Somewhat incredibly, it’s looking like that “what if” may actually be possible – but it’s going to take a lot of effort from us, the community, and a heck of a push of people power if we want to make this a reality. And God knows I do.
There’s been a lot of research done over the past few decades into cancer, and specifically melanoma, but I think everyone will agree that the sad truth is, while a lot of groundwork’s been done, there’s been precious little progress made in terms of new treatments that make a real difference. We’re still seeing drugs that buy us an extra few months of time, at a cost of high five figures, or low six figures a course. And with people’s lives at stake, that’s simply not good enough. Meanwhile, countless money’s being spent on studies that simply tell us how many people are getting melanoma at the moment, and try to figure out why, leading to the same contrasting information we’ve all heard, over and over again – increasing sun exposure’s causing more people to get melanoma, yet more and more people are working indoors, and paradoxically, are therefore getting less exposure. Children aren’t going out enough to get enough exercise, and are becoming obese, yet are being exposed to too much "damaging UV" radiation, causing melanoma in their early adulthood. Makes sense, right?

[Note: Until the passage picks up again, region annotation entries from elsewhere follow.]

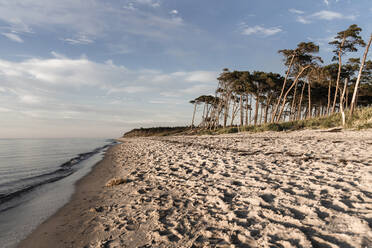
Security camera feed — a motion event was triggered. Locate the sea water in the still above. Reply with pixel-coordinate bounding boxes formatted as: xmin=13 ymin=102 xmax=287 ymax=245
xmin=0 ymin=139 xmax=114 ymax=248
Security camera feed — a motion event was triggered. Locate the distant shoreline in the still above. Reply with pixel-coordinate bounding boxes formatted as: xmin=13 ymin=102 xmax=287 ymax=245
xmin=17 ymin=145 xmax=120 ymax=248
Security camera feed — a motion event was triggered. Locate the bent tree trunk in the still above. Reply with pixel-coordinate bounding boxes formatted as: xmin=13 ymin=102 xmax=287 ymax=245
xmin=327 ymin=80 xmax=332 ymax=115
xmin=297 ymin=82 xmax=306 ymax=120
xmin=271 ymin=55 xmax=295 ymax=122
xmin=331 ymin=35 xmax=346 ymax=113
xmin=340 ymin=78 xmax=349 ymax=126
xmin=307 ymin=81 xmax=311 ymax=119
xmin=240 ymin=94 xmax=244 ymax=127
xmin=191 ymin=103 xmax=196 ymax=129
xmin=350 ymin=34 xmax=372 ymax=116
xmin=254 ymin=96 xmax=259 ymax=125
xmin=277 ymin=65 xmax=310 ymax=121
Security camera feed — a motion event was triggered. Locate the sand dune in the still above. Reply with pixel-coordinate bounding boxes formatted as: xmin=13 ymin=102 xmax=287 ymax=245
xmin=77 ymin=131 xmax=372 ymax=247
xmin=21 ymin=130 xmax=372 ymax=248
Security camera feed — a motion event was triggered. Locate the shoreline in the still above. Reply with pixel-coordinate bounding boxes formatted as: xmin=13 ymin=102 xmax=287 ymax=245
xmin=16 ymin=144 xmax=118 ymax=248
xmin=19 ymin=129 xmax=372 ymax=248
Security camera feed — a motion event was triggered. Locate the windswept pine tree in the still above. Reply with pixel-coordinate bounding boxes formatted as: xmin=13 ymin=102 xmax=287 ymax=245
xmin=190 ymin=25 xmax=372 ymax=129
xmin=329 ymin=24 xmax=365 ymax=113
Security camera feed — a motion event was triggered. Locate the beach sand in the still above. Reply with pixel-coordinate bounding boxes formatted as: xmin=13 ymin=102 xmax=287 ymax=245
xmin=20 ymin=130 xmax=372 ymax=248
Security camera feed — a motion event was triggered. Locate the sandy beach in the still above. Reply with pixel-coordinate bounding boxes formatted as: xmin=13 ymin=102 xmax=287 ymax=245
xmin=19 ymin=130 xmax=372 ymax=248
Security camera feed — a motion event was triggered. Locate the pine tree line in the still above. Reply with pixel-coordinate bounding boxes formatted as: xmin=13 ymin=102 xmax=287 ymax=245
xmin=190 ymin=24 xmax=372 ymax=129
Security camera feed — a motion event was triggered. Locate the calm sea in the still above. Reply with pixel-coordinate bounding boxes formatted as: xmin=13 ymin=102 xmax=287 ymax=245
xmin=0 ymin=139 xmax=113 ymax=247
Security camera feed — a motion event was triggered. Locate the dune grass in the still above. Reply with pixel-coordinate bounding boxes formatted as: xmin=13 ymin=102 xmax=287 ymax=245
xmin=123 ymin=107 xmax=372 ymax=137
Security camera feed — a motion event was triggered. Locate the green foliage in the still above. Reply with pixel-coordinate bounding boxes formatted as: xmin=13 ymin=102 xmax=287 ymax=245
xmin=124 ymin=107 xmax=372 ymax=138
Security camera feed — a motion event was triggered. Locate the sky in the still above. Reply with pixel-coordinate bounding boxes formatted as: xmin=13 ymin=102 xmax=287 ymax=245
xmin=0 ymin=0 xmax=372 ymax=138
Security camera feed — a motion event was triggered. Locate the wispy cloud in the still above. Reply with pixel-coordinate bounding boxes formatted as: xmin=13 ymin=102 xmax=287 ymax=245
xmin=288 ymin=9 xmax=305 ymax=14
xmin=296 ymin=10 xmax=356 ymax=24
xmin=134 ymin=0 xmax=160 ymax=8
xmin=2 ymin=33 xmax=23 ymax=43
xmin=62 ymin=35 xmax=94 ymax=45
xmin=0 ymin=52 xmax=218 ymax=129
xmin=241 ymin=25 xmax=283 ymax=36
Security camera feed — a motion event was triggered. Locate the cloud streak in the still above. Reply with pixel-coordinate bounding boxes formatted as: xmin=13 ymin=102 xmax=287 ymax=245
xmin=241 ymin=25 xmax=283 ymax=36
xmin=291 ymin=10 xmax=356 ymax=24
xmin=2 ymin=33 xmax=23 ymax=43
xmin=0 ymin=52 xmax=218 ymax=135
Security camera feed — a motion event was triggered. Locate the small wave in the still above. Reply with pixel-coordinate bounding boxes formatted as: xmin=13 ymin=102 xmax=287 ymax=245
xmin=0 ymin=142 xmax=116 ymax=206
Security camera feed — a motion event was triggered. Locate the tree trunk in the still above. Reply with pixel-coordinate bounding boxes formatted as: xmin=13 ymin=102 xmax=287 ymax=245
xmin=350 ymin=34 xmax=372 ymax=116
xmin=271 ymin=55 xmax=295 ymax=122
xmin=327 ymin=80 xmax=332 ymax=114
xmin=277 ymin=65 xmax=310 ymax=121
xmin=191 ymin=103 xmax=196 ymax=129
xmin=248 ymin=95 xmax=252 ymax=125
xmin=240 ymin=94 xmax=244 ymax=127
xmin=307 ymin=80 xmax=312 ymax=119
xmin=290 ymin=81 xmax=298 ymax=120
xmin=245 ymin=94 xmax=249 ymax=126
xmin=331 ymin=34 xmax=346 ymax=113
xmin=340 ymin=78 xmax=349 ymax=126
xmin=254 ymin=96 xmax=259 ymax=125
xmin=264 ymin=96 xmax=272 ymax=124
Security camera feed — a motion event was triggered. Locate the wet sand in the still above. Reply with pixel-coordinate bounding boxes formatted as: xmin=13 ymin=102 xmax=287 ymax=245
xmin=20 ymin=130 xmax=372 ymax=247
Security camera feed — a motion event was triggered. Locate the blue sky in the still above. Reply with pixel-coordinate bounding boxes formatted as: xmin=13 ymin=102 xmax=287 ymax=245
xmin=0 ymin=0 xmax=372 ymax=138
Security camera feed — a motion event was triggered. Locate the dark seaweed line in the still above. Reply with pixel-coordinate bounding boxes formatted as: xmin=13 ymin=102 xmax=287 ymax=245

Nope. It seems that a lot of the money that goes into melanoma research – and science in general – is going into the wrong places, funding studies of limited scope, or ones that don’t add anything to our understanding of the disease. And that’s the saddest part of this, as the money could do so much more. (see – http://www.nytimes.com/2009/06/28/health/research/28cancer.html?_r=1). While I don’t disagree that we need an effective treatment, and I fully agree that this needs funding – because God knows we still need a cure, and we always will – the area that stands to create the most benefit for mankind as a whole – that of prevention – has been pretty much entirely overlooked by the research community. Perhaps that’s because of the (entirely unproven) theory that the increase in melanoma is down to us lot just being stupid and going out in the sun too much – maybe, in the research community’s eyes, they seriously think the preventative measures we have are already enough – if we’d just have been that little bit more careful, “seek shade”, “wore sun protective clothing”, and stayed indoors between 10 and 4 (basically, the entire day), we’d be fine. We’d all have rickets, be flat lining in vitamin D, and never see anything of what life has to offer, but hey, we wouldn't be at risk of melanoma.
But the sad truth is, we still have no idea what pattern of sun exposure causes melanoma. We don't even know whether being “exposed” to the sun is more important when you’re a child, or an adult. And don’t get me started on how unscientific the whole epidemiological field is. I have yet to see a definition of “intermittent sun exposure” that’s consistent from study to study. Most, incredibly, don’t even attempt to define it. And how scientific is that? What does it actually mean? Isn’t *everyone’s* sun exposure intermittent, seeing as few stand outside all day, and even if they did, the sun rises and sets anyway? It’s a nonsensical term, without definition, that’s open to far too much interpretation – yet “intermittent” exposure has become established as the most important sun related risk factor.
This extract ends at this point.